Deletion is a real delete. Not a key thrown away, not a tombstone, not a flag. The personal data is gone, in one place, with one operation.
Replay still works. You can rebuild projections from the stream at any time. Personal data simply joins in (or doesn't) at projection time.
Auditing remains meaningful. You can still prove that an action occurred. You just can't reproduce who it referred to once they have been forgotten. That is usually exactly what GDPR wants.
The boundary is explicit. Engineers have to make a conscious decision to put personal data into an event. That friction is a feature, not a bug.

The cost is that you have to design for it from the start. Retrofitting references into a system that has been embedding personal data into events for years is painful. Possible, but painful.

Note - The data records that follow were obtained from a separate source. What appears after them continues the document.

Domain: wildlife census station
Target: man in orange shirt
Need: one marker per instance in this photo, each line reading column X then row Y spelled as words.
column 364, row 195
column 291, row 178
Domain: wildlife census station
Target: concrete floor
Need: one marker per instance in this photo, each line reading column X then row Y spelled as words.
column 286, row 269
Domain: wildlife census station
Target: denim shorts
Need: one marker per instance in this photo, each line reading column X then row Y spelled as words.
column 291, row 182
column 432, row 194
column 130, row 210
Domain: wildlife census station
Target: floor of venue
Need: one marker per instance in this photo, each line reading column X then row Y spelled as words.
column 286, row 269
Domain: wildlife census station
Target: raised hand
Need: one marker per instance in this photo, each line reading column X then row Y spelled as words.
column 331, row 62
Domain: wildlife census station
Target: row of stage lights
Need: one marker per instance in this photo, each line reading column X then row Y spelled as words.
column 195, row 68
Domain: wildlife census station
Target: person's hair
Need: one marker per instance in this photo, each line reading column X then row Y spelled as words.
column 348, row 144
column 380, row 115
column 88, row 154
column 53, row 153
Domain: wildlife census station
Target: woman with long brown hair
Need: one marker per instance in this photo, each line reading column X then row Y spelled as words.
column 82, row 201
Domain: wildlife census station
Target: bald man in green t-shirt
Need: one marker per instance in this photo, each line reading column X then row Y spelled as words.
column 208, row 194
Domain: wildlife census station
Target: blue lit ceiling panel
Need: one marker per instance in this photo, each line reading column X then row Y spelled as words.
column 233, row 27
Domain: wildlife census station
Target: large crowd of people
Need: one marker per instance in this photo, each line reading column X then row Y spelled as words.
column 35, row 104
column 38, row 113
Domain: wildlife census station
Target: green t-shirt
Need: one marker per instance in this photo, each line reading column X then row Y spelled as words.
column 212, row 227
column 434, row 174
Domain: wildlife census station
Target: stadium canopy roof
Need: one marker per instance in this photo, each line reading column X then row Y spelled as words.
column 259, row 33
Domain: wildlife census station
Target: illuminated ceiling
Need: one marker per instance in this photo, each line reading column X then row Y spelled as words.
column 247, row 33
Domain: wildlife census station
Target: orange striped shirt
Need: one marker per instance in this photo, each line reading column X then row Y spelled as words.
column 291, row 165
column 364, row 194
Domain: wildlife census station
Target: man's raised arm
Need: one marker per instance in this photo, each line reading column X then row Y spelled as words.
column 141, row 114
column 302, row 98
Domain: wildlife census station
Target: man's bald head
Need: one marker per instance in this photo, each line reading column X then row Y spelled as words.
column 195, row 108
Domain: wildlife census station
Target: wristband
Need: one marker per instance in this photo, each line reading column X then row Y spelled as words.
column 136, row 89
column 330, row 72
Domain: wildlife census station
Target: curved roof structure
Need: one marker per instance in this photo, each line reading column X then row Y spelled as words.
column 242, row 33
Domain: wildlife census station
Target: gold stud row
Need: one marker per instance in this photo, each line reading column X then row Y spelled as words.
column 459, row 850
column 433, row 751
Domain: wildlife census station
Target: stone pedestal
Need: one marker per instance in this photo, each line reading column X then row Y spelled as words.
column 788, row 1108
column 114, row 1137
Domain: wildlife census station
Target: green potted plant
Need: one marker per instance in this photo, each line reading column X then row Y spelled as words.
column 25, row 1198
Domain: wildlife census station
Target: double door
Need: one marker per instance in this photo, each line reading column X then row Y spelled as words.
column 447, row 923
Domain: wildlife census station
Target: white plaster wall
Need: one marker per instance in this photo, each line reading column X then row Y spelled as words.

What about projections and read models?

Projections built from the stream may have copied personal data into their own tables. Those are derived data and they must also be cleaned up.

Two patterns work well:

Rebuild on demand. After deletion in the side store, rebuild the affected projections. Since they join against the now-empty personal-data store, the personal fields naturally disappear.
Cascade deletes. Treat projection rows that contain personal data the same way you treat the source row: tied to the same subject identifier, deleted together.

In both cases, the principle is the same: personal data has a single owner, the side store, and everything else is a view that can be regenerated.

The trade-off nobody talks about

Whichever approach you pick, there is one trade-off you cannot avoid: immutability and deletability are in genuine tension. You can hide it, push it around, encode it cleverly, but it is always there.

What you are really choosing is where you take the hit:

Hard delete sacrifices the integrity of the log.
Crypto-shredding sacrifices simplicity for key management complexity.
External references sacrifice some up-front design effort and accept that projections must be join-aware.

For most systems I build today, the external-references model wins. It keeps the event store doing what it is good at, keeps deletion straightforward, and keeps the legal story easy to explain.

Closing thought

GDPR is not the enemy of event sourcing. It is a useful constraint. It forces you to be explicit about what counts as personal data, where it lives, and who is responsible for removing it.

A well-designed event-sourced system treats personal data as a separate concern from the event stream itself. Events describe what happened. References point to who it happened to. And when "who" needs to disappear, only one place has to change.

That, to me, is privacy by design, not by accident.